If the CPU usage remains above 80%, check the disk read throughput and disk write throughput metrics to see whether read and write operations are performed continuously.

Figure 2 Viewing the disk throughput

Find the SQL statement that is running slowly and check whether its execution is also slow during off-peak hours. If it runs quickly during off-peak hours, the slow execution of the SQL statement is caused by high system resource usage.

Missing indexes

Locate the slow SQL statement and view the execution plan by running explain (ANALYZE, VERBOSE, BUFFERS).

xxx1:15:33.140 +08:10.51.11.21(53162):xxx:LOG:  duration: 22035.462 ms  plan:
    Query Text:  xxxxxxxxxxxxxx
    Nested Loop  (cost=1.07..892.50 rows=1 width=806)
      Join Filter: ((xxx))
      ->  Nested Loop  (cost=1.07..25.41 rows=1 width=565)
            ->  Nested Loop  (cost=0.66..16.97 rows=1 width=523)
                  ->  Index Scan using xxx  (cost=0.25..8.54 rows=1 width=318)
                        Filter: ((itype = 1) AND (dr = 0))
                  ->  Index Scan using xxxx  (cost=0.41..8.43 rows=1 width=247)
                        Index Cond: (xxx)
            ->  Index Scan using xxx  (cost=0.41..8.43 rows=1 width=84)
                  Index Cond: (xxx)
      ->  Seq Scan on xxx log2  (cost=0.00..867.00 rows=1 width=66)

The execution plan shows that a full table scan was performed on a table and took the most time.

Seq Scan on xxx log2

Confirm whether:

The table has indexes.
A large amount of data was added, deleted, modified, or queried during the execution of the SQL statement.

Re-create indexes and run the SQL statement again to check whether the problem persists.

Sorting used in a SQL statement

If the running SQL statement contains the GROUP BY operation, similar to the following:

select xx1,xx2,xx3,xx4,xx5,xx6
        from tbl_xxx
        GROUP BY xx1,xx2,xx3,xx4,xx5,xx6;

the execution can take a long time. You can view the execution time of the SQL statement in the execution plan by running explain (ANALYZE, VERBOSE, BUFFERS).

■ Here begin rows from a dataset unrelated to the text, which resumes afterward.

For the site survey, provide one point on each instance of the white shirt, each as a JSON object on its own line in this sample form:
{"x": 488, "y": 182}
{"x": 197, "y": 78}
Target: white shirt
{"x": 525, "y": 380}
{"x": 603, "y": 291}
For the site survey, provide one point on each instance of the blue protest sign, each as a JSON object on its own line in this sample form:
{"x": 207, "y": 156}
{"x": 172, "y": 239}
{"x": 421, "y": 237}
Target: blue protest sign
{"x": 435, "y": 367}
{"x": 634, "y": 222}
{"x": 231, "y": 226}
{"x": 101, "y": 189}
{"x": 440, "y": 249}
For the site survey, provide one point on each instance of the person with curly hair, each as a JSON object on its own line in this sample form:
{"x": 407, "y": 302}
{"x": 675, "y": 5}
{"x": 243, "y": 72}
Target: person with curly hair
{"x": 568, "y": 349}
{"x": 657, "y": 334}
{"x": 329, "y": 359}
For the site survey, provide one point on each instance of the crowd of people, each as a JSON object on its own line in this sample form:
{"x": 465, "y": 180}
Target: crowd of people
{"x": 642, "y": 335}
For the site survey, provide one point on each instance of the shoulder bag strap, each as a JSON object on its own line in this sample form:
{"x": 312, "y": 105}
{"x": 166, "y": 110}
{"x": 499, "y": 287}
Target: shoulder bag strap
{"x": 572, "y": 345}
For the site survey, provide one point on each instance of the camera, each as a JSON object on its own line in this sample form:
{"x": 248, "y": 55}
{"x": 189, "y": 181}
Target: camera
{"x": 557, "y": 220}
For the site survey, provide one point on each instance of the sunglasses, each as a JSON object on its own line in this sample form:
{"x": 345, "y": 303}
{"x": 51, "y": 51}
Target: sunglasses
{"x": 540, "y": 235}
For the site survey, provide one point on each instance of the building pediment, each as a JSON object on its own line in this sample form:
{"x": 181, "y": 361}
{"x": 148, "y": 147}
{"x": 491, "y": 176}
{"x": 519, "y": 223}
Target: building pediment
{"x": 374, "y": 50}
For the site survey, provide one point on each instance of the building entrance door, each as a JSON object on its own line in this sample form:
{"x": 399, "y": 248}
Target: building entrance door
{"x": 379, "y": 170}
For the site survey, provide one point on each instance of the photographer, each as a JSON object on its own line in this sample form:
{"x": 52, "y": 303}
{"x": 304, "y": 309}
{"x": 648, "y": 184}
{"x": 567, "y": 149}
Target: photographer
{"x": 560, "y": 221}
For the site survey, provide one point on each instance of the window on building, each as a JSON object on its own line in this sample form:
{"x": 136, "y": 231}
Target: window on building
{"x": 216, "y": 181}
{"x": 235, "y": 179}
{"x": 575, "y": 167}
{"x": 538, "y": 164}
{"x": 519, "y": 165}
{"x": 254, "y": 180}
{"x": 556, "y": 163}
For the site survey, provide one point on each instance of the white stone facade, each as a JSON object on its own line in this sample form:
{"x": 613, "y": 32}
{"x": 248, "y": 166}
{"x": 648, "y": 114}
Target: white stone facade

xxxx  (cost=439756.01..470149.19 rows=189957 width=28) (actual time=18072.697..20311.874 rows=323770 loops=1)
  Group Key: xxxx, xxxx
  Filter: (xxxxxx)
  Rows Removed by Filter: 192
  ->  Sort  (cost=439756.01..444504.94 rows=1899574 width=20) (actual time=18072.671..19960.595 rows=1834158 loops=1)
        Sort Key: xxxxxxxxxx
        Sort Method: external merge  Disk: 61056kB
        ->  Result  (cost=0.00..163739.61 rows=1899574 width=20) (actual time=0.009..927.709 rows=1834158 loops=1)
              ->  Append  (cost=0.00..144743.87 rows=1899574 width=20) (actual time=0.008..791.301 rows=1834158 loops=1)
                    ->  Seq Scan on xxxx  (cost=0.00..0.00 rows=1 width=212) (actual time=0.004..0.004 rows=0 loops=1)

Sort Method: external merge Disk: 61056kB indicates that the sorting operation occupies the disk I/O. In this case, you can run the following SQL statement to disable the sequential query and check the execution plan again:

set enable_seqscan = off;

If the sorting operation still uses the disk I/O, you can adjust the value of work_mem to increase the query memory.

Set work_mem to match your workloads. If the value is too large, an OOM problem may occur.

Solution

Blocked SQL statement
When you find the blocked SQL statement, run SELECT pg_terminate_backend($PID); to end the process.

After it is ended, perform 1 again to check whether there is any other lock conflict.
High usage of system resources
Optimize workloads to reduce the number of concurrent requests.
Missing indexes
Re-create indexes and use the indexes for query.
Sorting used in a SQL statement
Increase the value of work_mem to reduce the I/O execution time for sorting.